2) “accurate in representation of the facts; trustworthy; reliable.”
  • How authentic can one’s identity be if an accurate representation of the facts suggests this Douglas Dougan Herd may not be trustworthy or reliable. For example, is this definition of authentic reconciled or destabilised by even a few facts (selected from a longer list from life)?
    • Twice divorced: accurate but ... trustworthy, reliable?
    • Arrested at the age of 17 by two Scottish police officers, jailed for a night, appeared in a Scottish court to answer charges of drunkenness and breach of the peace. Accurate, trustworthy and reliable. 
      • (I was found to be not guilty. Does that mean 2 authentic police officers lied? Yes. Most 17-year olds plead guilty, cop the fine and move on ‘cos, you know, who is a judge going to believe?)
    • Arrested, age 22, after being chased by six Scottish police officers, jailed for a night, fined £50 for breach of peace & disorderly conduct. 
      • (Organiser of student civil disobedience action against Apartheid rugby team tour. Pitch ‘invasion’.)
    • Subject of an MI5 counter-intelligence file along with many other political activists of the 1980s. 
      • (You would think MI5 had more important people to keep files on but apparently not.)
#2, Does your online identity have anything to do with your 'real' identity, or do you make a distinction, if not, why?
Douglas Rushkoff's polemic
Source: Wired

The first part of the question suggests a false dichotomy that cannot be sustained and is not helpful in the digital age. In as much as any person’s identity can be said to be real it must, in the contemporary world, encompass an online dimension as well as others that are no less constructed (see final part below).  This is one of the (several) areas in which I take issue with Douglas Rushkoff’s essay ‘Digiphrenia’, not least his rather disingenuous assertion that “people are still analog”

Well, yes but also no Mr. Rushkoff.
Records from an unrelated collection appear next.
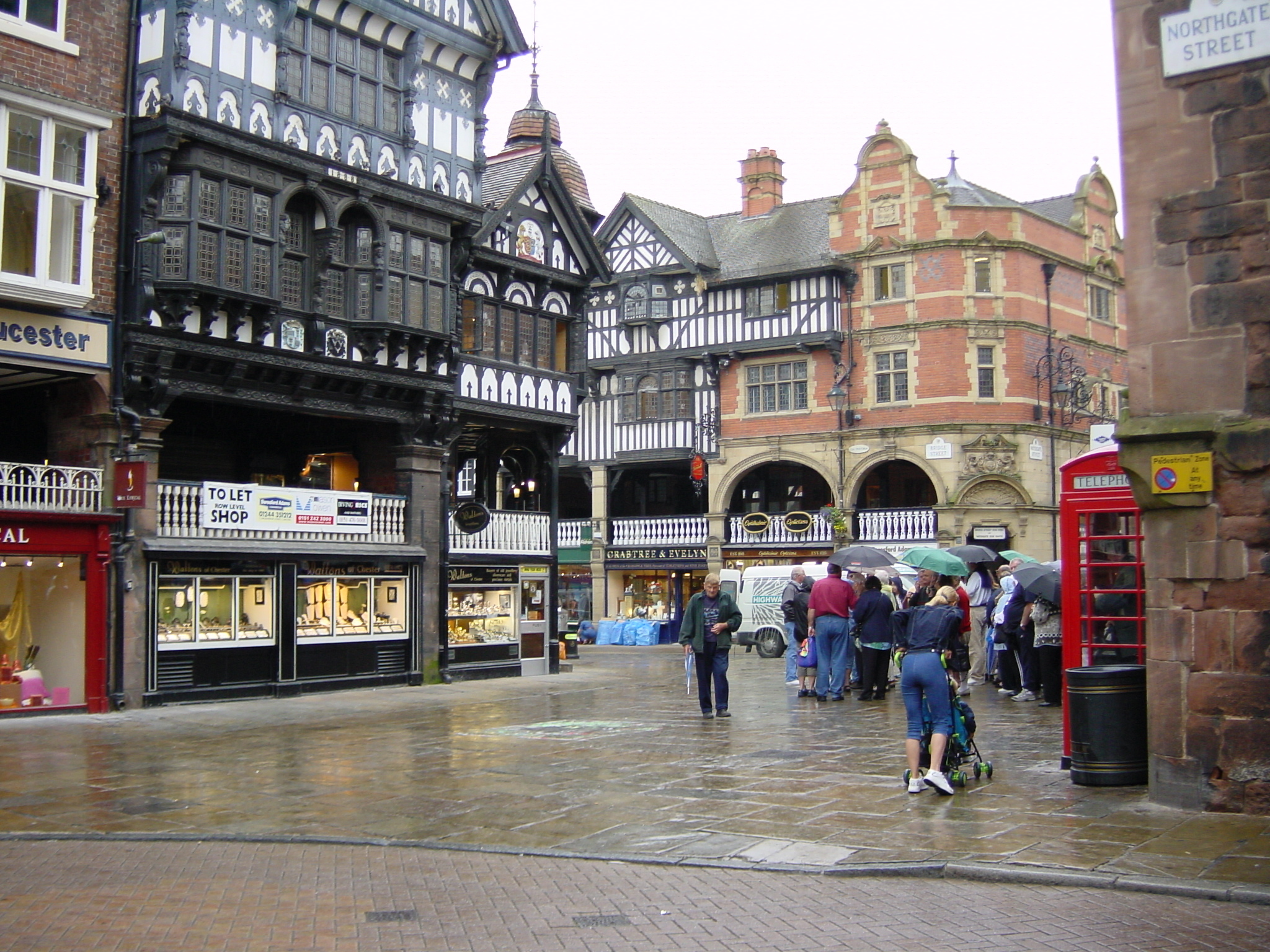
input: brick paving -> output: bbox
[0,646,1270,950]
[0,842,1270,952]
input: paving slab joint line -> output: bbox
[0,830,1270,905]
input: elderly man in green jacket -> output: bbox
[680,573,740,717]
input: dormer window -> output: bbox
[745,284,790,317]
[623,283,670,324]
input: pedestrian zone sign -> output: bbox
[1150,453,1213,494]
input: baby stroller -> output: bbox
[904,679,992,787]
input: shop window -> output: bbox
[285,15,402,134]
[975,346,997,400]
[745,361,806,414]
[0,100,97,306]
[874,264,905,301]
[154,575,273,649]
[745,283,790,317]
[974,258,992,294]
[874,350,908,403]
[296,576,407,643]
[0,552,85,712]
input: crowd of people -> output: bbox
[680,558,1063,795]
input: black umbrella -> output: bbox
[949,546,997,563]
[829,546,895,569]
[1015,565,1063,606]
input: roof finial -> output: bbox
[528,0,542,109]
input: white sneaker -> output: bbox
[922,770,952,797]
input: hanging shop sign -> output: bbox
[446,565,520,585]
[198,482,371,534]
[1160,0,1270,76]
[114,462,146,509]
[785,511,812,534]
[452,503,489,536]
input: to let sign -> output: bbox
[1160,0,1270,76]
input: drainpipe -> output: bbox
[107,0,141,708]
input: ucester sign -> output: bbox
[1160,0,1270,76]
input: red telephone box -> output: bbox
[1059,449,1147,765]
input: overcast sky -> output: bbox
[486,0,1120,223]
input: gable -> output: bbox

Here’s how I think I know.
  • Paraphrasing William Shakespeare’s Shylock, ‘If you do prick me, do I not bleed’ (real, analogue Dougie)
  • Access Internet Banking (real, digital Dougie)
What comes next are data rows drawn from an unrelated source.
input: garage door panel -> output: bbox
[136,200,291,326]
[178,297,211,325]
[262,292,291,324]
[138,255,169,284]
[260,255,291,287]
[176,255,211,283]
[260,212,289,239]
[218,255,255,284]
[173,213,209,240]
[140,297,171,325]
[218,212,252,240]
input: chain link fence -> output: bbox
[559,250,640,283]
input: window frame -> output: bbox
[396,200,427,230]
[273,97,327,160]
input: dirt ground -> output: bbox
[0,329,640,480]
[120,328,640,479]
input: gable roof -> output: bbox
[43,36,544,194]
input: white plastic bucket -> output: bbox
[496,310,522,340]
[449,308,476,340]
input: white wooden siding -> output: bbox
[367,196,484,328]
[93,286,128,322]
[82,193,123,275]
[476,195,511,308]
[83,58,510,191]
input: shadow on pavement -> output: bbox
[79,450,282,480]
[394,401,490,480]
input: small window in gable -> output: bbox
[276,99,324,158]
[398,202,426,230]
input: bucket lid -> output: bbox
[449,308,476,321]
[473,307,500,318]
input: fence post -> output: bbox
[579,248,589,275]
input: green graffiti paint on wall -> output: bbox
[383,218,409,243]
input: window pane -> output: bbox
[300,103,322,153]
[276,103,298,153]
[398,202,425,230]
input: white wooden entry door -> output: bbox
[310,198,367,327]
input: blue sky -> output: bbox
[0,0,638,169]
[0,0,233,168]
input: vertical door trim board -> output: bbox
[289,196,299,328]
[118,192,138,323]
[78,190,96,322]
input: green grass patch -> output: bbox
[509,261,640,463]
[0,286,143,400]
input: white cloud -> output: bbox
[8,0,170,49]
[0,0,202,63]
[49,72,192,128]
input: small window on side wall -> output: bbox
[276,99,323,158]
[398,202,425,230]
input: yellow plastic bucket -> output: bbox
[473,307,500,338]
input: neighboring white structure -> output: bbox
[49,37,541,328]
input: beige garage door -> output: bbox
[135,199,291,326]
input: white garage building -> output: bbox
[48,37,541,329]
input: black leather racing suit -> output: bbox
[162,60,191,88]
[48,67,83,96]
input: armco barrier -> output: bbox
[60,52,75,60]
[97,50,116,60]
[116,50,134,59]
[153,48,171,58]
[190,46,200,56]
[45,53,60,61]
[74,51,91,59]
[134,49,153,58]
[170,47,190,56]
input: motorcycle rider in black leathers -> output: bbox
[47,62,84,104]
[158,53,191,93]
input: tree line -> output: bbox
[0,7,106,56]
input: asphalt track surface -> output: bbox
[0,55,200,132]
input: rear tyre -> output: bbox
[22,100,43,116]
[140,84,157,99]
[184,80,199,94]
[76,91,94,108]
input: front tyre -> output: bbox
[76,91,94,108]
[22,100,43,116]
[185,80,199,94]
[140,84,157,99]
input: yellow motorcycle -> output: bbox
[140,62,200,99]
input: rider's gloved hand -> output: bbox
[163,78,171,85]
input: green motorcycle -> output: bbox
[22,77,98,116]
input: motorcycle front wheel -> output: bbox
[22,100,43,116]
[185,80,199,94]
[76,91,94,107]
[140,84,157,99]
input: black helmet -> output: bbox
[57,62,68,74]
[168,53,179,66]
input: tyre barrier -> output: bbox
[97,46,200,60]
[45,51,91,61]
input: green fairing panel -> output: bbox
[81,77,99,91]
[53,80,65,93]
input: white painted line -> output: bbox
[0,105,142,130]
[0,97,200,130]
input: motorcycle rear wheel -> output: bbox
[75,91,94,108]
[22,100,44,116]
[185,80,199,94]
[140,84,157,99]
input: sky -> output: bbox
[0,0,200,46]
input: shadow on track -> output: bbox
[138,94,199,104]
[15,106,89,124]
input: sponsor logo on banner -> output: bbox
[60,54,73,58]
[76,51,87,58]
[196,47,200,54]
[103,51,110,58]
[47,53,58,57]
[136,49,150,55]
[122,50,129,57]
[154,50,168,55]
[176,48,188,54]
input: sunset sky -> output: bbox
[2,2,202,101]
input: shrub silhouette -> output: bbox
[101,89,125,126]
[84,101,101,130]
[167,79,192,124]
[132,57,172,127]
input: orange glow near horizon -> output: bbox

  • Buy online (book purchases, flights to Scotland, etc.) real, digital transactions to facilitate, expand and enrich the experience of real, analogue Dougie.
  • Post to social media daily (more or less) real, analogue Dougie’s construction of real, digital Dougie’s online presence, e.g.
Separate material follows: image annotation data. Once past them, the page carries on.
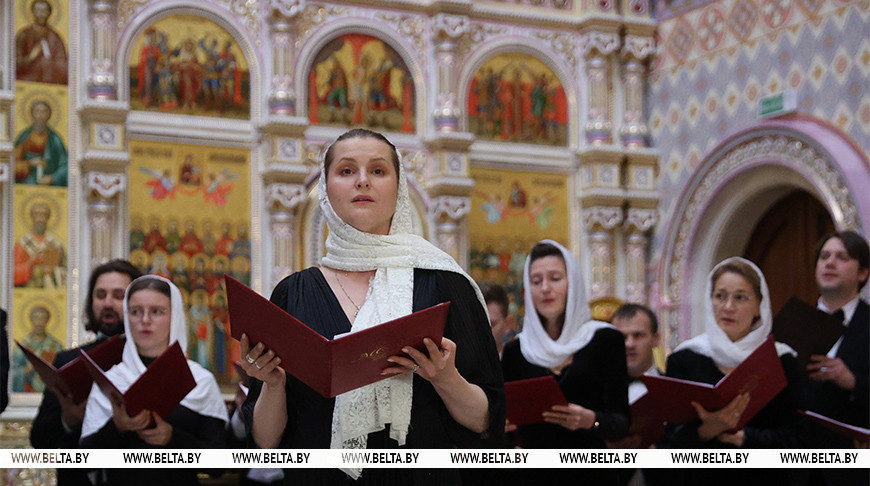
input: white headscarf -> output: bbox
[82,275,227,437]
[318,130,486,479]
[517,240,616,368]
[674,257,797,368]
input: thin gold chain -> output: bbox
[332,270,359,319]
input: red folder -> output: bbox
[504,376,568,425]
[641,336,787,432]
[798,410,870,443]
[225,275,450,398]
[628,393,665,449]
[79,341,196,419]
[15,336,124,403]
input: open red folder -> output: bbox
[15,336,124,403]
[79,341,196,419]
[798,410,870,442]
[504,376,568,425]
[225,275,450,398]
[641,336,787,432]
[628,393,666,449]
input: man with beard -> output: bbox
[15,100,69,187]
[30,260,141,486]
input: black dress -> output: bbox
[502,328,630,484]
[658,349,809,486]
[243,268,505,486]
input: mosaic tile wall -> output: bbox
[649,0,870,264]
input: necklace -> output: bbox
[333,270,359,319]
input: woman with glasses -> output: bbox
[661,257,802,484]
[80,275,227,485]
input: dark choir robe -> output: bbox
[243,268,505,486]
[657,349,810,486]
[502,328,630,484]
[30,334,116,486]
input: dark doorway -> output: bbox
[744,190,834,315]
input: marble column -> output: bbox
[619,35,655,149]
[583,206,622,299]
[580,31,620,145]
[85,171,127,268]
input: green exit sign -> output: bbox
[758,90,797,118]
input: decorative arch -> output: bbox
[295,17,428,134]
[457,36,580,147]
[659,117,870,347]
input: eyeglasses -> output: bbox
[713,292,752,306]
[127,306,169,321]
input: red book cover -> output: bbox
[798,410,870,443]
[225,275,450,398]
[504,376,568,425]
[15,336,124,403]
[79,341,196,419]
[641,336,787,431]
[628,393,665,449]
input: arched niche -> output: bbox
[659,117,870,348]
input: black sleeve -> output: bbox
[240,276,292,448]
[166,412,227,449]
[30,350,82,449]
[0,309,9,412]
[743,354,810,449]
[79,417,129,449]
    • Tweet on issues of political engagement (disability advocacy, anti-Trump, etc)
    • Facebook posts ranging from anti-Trump memes, disability advocacy, photos of tomatoes in the garden or our cat, Prince videos for obvious reasons. (digital traces and signs of the real analogue Dougie, his online networks and personal biases and preferences)
    • Blog, essentially a private journal because no one else reads it.
I contend that all of the above and more are constituent parts of the currently authentic me. But that idea of me is not the same as the idea of me twenty years ago and it won’t be me in ten years’ time (if I live that long).  As Irving Howe observed over 20 years ago,
Let us say that the self is a construct of mind, an hypothesis of being, socially formed even as it can be quickly turned against the very social formations that have brought it into birth 
Or almost. I think we construct, deconstruct and reconstruct our self continuously; in real time, in relationships with real people as well as online in networks, communities and virtual worlds. It’s called life. Sometimes it’s messy and hard to pin down. That’s not a bad thing.